WB starts Exagen at outperform

William Blair initiated coverage of Exagen (NASDAQ:XGN) with an “outperform” rating based on an outlook for business trends, potential upside to revenue estimates, and its relative valuation to comparable diagnostic peer companies. The stock closed at $13.02 on Oct. 10.

After Exagen’s NASDAQ listing on Sept. 10 at $14, the stock has traded down 7%, represents an enterprise value-to-revenue multiple of about 2.3 times, based on a 2020 revenue forecast of $54.6-million, writes analyst Brian Weinstein.

The multiple puts Exagen’s valuation below WB’s small-cap diagnostic peer group, which trades at a mean of 4.7 times and a median of 4.8 times 2020 revenue, he added.

Exagen is focused on improving the lives of patients with difficult to diagnose autoimmune conditions, many of whom require multiyear diagnostic testing, affecting quality of life and pushing up healthcare costs.

Mr. Weinstein says the company estimates seven million patients are candidates for referral to the rheumatology community, where Exagen’s AVISE CTD test has a potential market of about $3.7-billion, and when “adding in other testing options the company has for prognosis and monitoring, the market jumps to $5-billion.”

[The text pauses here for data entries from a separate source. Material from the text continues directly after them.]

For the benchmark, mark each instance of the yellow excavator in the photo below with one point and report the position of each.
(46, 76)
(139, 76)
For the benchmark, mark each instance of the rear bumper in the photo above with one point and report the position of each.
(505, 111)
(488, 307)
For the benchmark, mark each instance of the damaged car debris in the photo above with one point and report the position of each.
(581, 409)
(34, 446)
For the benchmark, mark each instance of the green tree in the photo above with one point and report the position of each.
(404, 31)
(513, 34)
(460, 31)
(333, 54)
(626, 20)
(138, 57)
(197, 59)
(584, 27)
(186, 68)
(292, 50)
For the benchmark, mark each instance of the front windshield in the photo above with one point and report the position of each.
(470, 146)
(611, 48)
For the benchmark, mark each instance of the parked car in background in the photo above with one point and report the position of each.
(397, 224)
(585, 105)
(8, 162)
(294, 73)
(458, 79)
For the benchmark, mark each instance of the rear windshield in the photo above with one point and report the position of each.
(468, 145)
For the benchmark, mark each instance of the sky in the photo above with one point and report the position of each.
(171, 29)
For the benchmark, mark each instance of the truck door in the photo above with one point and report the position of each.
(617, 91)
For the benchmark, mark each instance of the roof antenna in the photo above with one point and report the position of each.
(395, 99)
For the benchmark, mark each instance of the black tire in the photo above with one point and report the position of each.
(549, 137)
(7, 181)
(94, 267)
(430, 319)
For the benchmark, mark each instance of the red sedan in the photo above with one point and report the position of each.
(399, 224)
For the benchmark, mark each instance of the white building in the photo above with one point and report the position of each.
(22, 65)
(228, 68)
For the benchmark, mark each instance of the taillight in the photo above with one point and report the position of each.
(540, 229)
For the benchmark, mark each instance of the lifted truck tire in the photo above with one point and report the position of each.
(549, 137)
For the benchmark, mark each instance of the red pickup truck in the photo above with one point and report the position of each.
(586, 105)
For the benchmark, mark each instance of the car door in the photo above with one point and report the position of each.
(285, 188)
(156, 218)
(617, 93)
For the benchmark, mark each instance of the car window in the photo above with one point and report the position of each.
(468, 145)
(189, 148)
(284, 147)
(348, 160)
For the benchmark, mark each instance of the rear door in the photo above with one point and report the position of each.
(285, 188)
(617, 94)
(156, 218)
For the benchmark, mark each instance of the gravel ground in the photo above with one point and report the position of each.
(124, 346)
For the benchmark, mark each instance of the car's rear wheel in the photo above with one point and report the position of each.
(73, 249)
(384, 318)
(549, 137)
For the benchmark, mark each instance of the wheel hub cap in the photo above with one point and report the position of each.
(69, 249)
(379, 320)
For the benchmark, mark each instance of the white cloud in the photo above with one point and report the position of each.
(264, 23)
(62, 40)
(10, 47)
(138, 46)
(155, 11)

Exagen’s technology, called CB-CAPs, looks for activation of the complement system, which comes into play with autoimmune disease. By incorporating CB-CAPs along with existing basic markers used by clinicians already, Exagen “provides the opportunity for a differential diagnosis of a variety of conditions that is faster and more accurate than what is available elsewhere,” he added.

In December 2018, Exagen entered an agreement with Janssen Pharmaceuticals to exclusively promote the antitumor necrosis factor (anti-TNF) biologic SIMPONI in the U.S.

Mr. Weinstein says Exagen estimates the market for SIMPONI is $28-billion for all indications and notes each incremental 1% market share it is able to gain for SIMPONI could result in revenue of $84-million to Exagen.